The International Herald Tribune‘s art maven, Souren Melikian, gives a lusty and enthusiastic tour of TEFAF Maastricht’s myriad charms and delights.
The soaring fortunes of Surrealism over the last decade have not left many major paintings by leading artists of the movement lying undetected in dark corners — Max Ernst least of all after the remarkable retrospective of the artist’s oeuvre held at the Metropolitan Museum of Art in 2005 (IHT, April 16, 2005). Yet a “Landscape with Seashells,” signed by the master around 1927-28 remained unrecorded in a Paris collection which it entered shortly after its completion. It now hangs here, on the stand of the Galerie Berès of Paris, amidst a host of little-known Cubist works.
Next door, Jacques de la Béraudière of Geneva shows one of the finest pictures of the Paris school of Expressionist Abstractionism. This is a 1962 composition by Pierre Soulages — black bars at a slant, suggestive of wooden planks, cut across a blue and white ground.

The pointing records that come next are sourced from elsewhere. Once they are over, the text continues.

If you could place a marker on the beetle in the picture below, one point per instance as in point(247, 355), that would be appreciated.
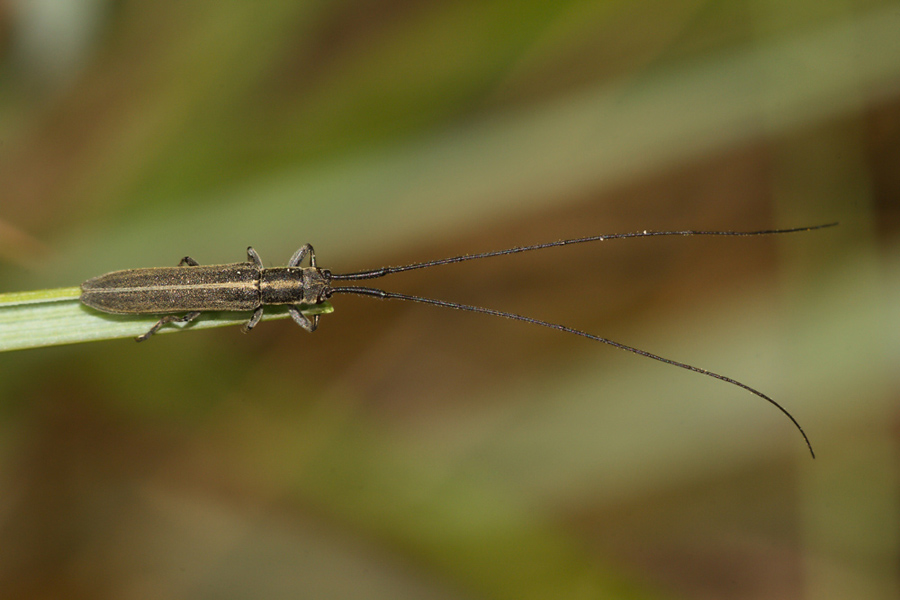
point(184, 292)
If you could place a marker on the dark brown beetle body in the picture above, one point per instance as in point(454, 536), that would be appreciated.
point(249, 286)
point(194, 289)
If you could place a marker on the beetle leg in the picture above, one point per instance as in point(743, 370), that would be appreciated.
point(257, 315)
point(254, 257)
point(168, 319)
point(300, 254)
point(303, 321)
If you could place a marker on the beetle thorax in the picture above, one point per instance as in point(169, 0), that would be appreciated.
point(292, 285)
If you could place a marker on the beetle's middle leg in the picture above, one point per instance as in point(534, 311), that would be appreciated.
point(254, 319)
point(168, 319)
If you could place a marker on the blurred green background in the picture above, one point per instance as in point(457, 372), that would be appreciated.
point(405, 451)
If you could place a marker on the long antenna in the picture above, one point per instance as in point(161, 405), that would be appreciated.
point(381, 272)
point(364, 291)
point(384, 295)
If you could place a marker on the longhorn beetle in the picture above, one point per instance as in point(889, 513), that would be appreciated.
point(192, 289)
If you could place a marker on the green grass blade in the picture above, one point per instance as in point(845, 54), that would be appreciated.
point(55, 317)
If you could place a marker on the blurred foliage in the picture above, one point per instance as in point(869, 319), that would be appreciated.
point(404, 451)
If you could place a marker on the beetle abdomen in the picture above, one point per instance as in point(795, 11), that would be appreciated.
point(174, 289)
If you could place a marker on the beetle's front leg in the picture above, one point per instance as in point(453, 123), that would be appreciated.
point(303, 321)
point(168, 319)
point(300, 254)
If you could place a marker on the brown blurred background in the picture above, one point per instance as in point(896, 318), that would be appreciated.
point(405, 451)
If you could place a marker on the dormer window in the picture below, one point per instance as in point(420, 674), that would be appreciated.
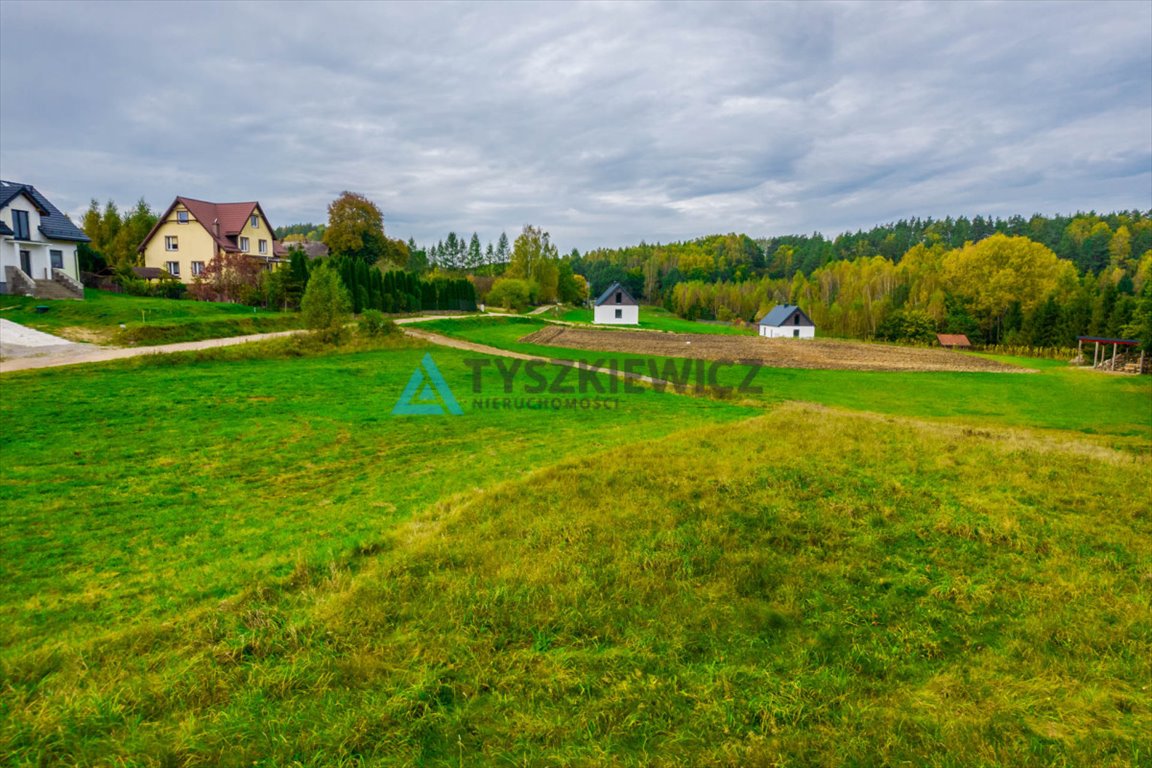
point(20, 227)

Further away, at Salis-Vertes of Salzburg, Austria, one of Maurice de Vlaminck’s great Fauve pictures dating from 1906 has turned up after a long absence from the market. In an unusually classical, well-constructed composition of an Île-de-France landscape, bold strokes of green, blue, white and green, and touches of bright carmine red, make the picture sing.
The European Fine Art Fair Kicks Off in a Blaze of Discoveries (IHT)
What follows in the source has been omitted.